Improved photocatalytic performance of Li+/Eu3+-co-doped V2O5 ultralong nanowires

Abstract

Layered-structure V2O5 has attracted extensive research attention as an ideal electrode material for lithium batteries and gas sensors, among others. In this study, we investigated the effects of Li+ and Eu3+ single- and co-doping on the electronic structure, optical properties, and pollutant-photodegradation efficiency of V2O5. All the samples were fabricated by a simple one-step hydrothermal method using NH4VO3 and phthalic acid as precursors. Pure and Eu3+-doped V2O5 developed into short, thick nanorods, while, Li+/Eu3+-co-doped V2O5 crystallized into ultralong nanowires.
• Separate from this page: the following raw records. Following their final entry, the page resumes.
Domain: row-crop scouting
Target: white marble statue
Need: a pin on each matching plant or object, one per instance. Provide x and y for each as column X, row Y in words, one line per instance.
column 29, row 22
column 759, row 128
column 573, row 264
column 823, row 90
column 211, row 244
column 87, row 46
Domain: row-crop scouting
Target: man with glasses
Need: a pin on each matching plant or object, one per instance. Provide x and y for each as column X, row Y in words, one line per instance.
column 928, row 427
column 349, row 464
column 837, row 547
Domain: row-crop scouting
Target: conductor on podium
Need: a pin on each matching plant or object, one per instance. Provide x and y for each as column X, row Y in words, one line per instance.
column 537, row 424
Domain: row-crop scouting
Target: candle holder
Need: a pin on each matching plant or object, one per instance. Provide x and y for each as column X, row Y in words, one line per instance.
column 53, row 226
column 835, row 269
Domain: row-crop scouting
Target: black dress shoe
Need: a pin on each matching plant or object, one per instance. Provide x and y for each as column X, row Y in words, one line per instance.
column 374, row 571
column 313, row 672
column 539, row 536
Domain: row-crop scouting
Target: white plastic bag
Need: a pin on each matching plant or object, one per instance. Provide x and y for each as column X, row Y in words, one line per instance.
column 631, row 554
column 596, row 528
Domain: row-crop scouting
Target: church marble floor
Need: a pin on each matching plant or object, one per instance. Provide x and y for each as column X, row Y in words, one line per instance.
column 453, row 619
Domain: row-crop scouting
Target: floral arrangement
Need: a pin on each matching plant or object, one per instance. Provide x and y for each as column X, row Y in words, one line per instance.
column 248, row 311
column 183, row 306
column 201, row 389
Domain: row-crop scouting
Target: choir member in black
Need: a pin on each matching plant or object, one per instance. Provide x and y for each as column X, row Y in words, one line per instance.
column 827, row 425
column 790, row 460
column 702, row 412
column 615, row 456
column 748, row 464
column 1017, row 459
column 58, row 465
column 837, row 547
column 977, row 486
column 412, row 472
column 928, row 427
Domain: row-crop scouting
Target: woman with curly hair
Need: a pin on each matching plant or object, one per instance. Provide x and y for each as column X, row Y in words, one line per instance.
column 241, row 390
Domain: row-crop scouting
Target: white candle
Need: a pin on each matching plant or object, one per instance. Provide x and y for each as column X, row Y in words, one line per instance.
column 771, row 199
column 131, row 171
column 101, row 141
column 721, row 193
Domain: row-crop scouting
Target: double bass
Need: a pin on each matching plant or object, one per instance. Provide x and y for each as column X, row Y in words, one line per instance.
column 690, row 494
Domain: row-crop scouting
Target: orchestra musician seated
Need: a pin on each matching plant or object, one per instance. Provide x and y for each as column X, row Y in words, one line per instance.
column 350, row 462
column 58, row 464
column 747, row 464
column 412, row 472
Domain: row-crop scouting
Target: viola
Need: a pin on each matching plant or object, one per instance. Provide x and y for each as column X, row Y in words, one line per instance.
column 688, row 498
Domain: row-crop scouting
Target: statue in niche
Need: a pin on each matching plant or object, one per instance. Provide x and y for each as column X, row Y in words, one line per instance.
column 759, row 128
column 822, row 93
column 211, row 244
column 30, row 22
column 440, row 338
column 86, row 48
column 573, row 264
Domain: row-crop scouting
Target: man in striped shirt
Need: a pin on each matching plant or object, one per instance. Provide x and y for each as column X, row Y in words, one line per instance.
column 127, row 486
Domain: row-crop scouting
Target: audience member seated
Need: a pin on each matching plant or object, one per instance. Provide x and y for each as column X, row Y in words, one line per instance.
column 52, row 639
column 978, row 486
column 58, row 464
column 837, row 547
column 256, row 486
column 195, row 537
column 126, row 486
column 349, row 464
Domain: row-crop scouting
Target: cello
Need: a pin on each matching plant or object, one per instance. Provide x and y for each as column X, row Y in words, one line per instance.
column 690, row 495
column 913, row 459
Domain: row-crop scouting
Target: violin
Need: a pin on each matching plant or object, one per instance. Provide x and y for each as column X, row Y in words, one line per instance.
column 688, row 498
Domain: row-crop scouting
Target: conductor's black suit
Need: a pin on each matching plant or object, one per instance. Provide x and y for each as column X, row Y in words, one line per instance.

Furthermore, Li+ and Eu3+ doping significantly increased the ability of V2O5 to photodegrade Rhodamine B in solution. In order to elucidate the mechanism of this photochemical enhancement, the multivalence of V, charge dispersion characteristics, luminescence, and carrier lifetime were measured. The improved photocatalysis of Li+/Eu3+-co-doped V2O5 was found to be related to its increased specific surface area, multivalent V4+/5+ ions, prolonged charge lifetime, and accelerated charge dispersion. Experimental results showed that Eu3+ and Li + ions are present in the interlayers of V4O5 as pillars. Thus, co-doping represents a viable strategy to improve the photochemical properties of layered V2O5.